The second draft I’m planning to write in 2012 is a sequel to Ships of my Fathers. Much like Hell Bent, it was written intentionally to be the first of a series. However, while I can see Hell Bent leading to any number of books, Ships of my Fathers is much more likely to be limited to a 4-6 book run. Hell Bent can easily be “the continuing adventures of…” whereas Ships of my Fathers is headed to a very specific destination. Once it gets there, it’s either “live happily ever after” or “let me toil eternally in anguish for my mistakes”, and no one wants to read that. Or at the very least, I don’t want to write it.

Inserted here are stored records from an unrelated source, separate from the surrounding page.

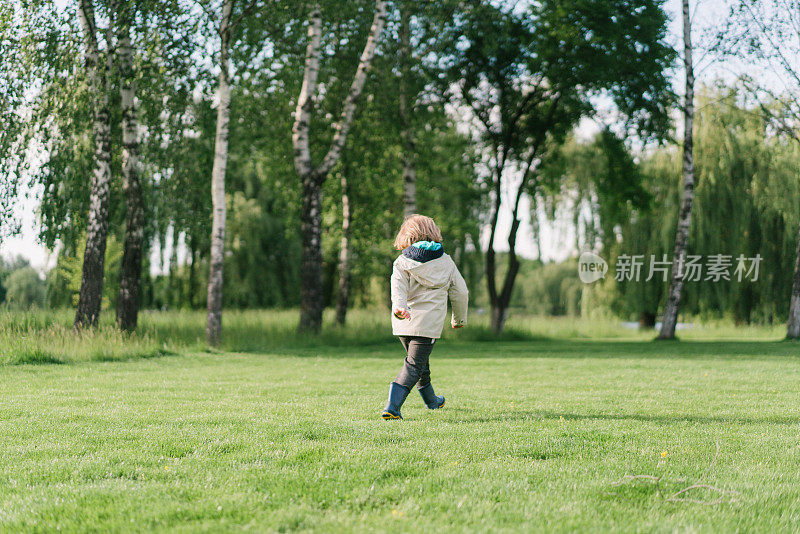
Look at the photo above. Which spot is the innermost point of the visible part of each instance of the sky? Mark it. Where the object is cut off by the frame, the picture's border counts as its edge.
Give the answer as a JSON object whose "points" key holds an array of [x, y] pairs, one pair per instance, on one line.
{"points": [[557, 237]]}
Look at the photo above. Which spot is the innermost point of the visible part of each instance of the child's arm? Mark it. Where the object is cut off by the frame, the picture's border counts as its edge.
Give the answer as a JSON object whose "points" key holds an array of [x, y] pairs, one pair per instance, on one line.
{"points": [[399, 286], [459, 299]]}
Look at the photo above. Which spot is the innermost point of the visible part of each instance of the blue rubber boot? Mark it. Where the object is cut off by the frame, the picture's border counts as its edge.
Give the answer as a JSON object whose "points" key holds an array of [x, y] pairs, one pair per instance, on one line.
{"points": [[397, 396], [432, 400]]}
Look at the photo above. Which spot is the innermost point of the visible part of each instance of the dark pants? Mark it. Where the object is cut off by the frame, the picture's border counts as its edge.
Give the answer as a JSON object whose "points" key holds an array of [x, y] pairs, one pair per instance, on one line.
{"points": [[416, 369]]}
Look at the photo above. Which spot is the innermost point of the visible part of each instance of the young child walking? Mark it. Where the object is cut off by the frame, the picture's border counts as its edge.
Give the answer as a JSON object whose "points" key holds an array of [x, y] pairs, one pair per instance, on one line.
{"points": [[423, 278]]}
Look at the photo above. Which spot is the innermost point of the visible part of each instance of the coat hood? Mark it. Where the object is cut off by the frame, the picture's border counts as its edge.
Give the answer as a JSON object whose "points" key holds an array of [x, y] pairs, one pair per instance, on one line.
{"points": [[434, 274]]}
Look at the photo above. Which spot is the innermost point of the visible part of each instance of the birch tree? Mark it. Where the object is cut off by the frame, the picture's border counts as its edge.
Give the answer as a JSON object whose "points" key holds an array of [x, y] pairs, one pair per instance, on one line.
{"points": [[227, 25], [313, 176], [675, 290], [217, 258], [405, 109], [765, 34], [97, 81], [131, 268]]}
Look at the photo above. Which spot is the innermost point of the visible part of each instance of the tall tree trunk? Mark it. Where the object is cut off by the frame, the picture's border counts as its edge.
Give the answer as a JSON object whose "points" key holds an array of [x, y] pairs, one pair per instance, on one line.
{"points": [[217, 259], [343, 294], [793, 325], [670, 320], [406, 128], [97, 78], [311, 177], [131, 269]]}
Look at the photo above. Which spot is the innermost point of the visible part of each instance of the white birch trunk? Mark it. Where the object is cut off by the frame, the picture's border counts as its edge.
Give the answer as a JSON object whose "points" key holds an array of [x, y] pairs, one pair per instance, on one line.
{"points": [[312, 178], [91, 291], [793, 324], [217, 260], [131, 268], [675, 290]]}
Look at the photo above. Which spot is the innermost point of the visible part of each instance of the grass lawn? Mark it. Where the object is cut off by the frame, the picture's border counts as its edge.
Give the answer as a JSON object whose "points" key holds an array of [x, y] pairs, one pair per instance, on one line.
{"points": [[536, 435]]}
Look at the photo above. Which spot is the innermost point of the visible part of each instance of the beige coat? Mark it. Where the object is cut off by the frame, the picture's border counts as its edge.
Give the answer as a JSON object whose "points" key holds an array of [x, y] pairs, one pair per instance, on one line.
{"points": [[423, 288]]}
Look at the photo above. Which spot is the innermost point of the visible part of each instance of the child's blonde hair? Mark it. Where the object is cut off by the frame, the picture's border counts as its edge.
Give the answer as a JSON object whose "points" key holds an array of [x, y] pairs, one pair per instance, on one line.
{"points": [[417, 228]]}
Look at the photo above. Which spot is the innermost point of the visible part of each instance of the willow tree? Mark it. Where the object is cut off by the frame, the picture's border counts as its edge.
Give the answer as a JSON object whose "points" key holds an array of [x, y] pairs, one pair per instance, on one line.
{"points": [[526, 78], [312, 176], [767, 33]]}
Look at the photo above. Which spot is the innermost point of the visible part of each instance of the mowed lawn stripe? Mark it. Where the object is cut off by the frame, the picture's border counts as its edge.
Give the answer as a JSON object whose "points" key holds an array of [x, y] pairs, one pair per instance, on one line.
{"points": [[534, 436]]}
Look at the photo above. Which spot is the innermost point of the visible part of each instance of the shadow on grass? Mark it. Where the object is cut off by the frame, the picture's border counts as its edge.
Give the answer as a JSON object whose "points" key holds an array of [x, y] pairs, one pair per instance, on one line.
{"points": [[389, 347], [543, 415]]}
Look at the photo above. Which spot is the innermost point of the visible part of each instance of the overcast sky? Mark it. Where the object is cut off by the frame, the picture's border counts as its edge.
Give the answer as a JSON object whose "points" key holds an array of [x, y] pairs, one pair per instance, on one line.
{"points": [[557, 238]]}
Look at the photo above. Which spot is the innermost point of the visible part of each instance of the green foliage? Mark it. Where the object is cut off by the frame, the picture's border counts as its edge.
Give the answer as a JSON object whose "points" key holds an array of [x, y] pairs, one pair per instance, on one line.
{"points": [[24, 289], [746, 179]]}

This might be leading me to a soft fur-lined trap of bouncing back and forth between these two series for 5+ years, but that wouldn’t be the worst thing in the world. On the other hand, if I can pull off 2+2 for a year or two, maybe I can up the ante to 3+3 and splice in some extra variety. But for now, I’m shooting for 2+2 to keep the pipeline flowing for the next year.

Blogging:

I’m reasonably happy with what I’ve been doing with the blog so far, and I’m likely to keep the same kind of schedule, namely an essay on Monday, a writing/publishing article on Wednesday, and a book review on Friday. Other things will pop in randomly, but that’s the basic idea. However, I do plan on two relatively minor changes.

First, the Monday essay is going to see a few multi-part essays. When I started brainstorming ideas to write on, I ran into several that I really wanted to expound on but would require far too much text for a single blog entry. Well, too much for an entry I expected anyone to actually read. So, I held off on them until now. After all, I didn’t want to start the blog with “A Study of the Interstellar Migration of Butterflies, parts 1 through 22”.

Second, as I get more into the publishing game, the Wednesday column is going to turn a bit more personal as I share the gory details of the process, especially this first time through. Later, I’ll probably shift more to talking about the actual writing stuff. That may very well bore readers to tears, but I’m afraid it’s inevitable: if you give a writer a blog, sooner or later he starts blathering about voice, pacing, and the superiority of the Oxford comma.

Note: my original concept for this blog was to do it as a podcast, likely a weekly one, where the Monday, Wednesday, and Friday entries were simply different sections of the podcast, probably coming in at the 20-40 minute range. However, some hiccups with recording and sound editing kept the blog on hold for over a year before I finally set the podcast idea aside, at least temporarily. I don’t expect to pick it up again this year, but you never know. However, even if I did add it as a podcast, I would almost certainly keep the text portions as they are.

So that’s it for 2012. Hopefully, I’ll be greeting 2013 with success. At the very least, I’ll be greeting it with a big raspberry for all those Mayan calendar doofuses… doofusses… doofi… hell, why doesn’t the dictionary ever conjugate the one word you really need?

Beneath the Sky, draft 2.1

I just finished off the edits to Beneath the Sky, bringing it up to draft 2.1.  Many thanks to my alpha/beta readers (Andrew, Julia, and Rose) for their feedback on the earlier drafts.

I still have to do another copy-edit pass on it (draft 2.11) before I can really declare it finished.  And then I’ll have to figure out what to do with it, but that’s a whole other topic.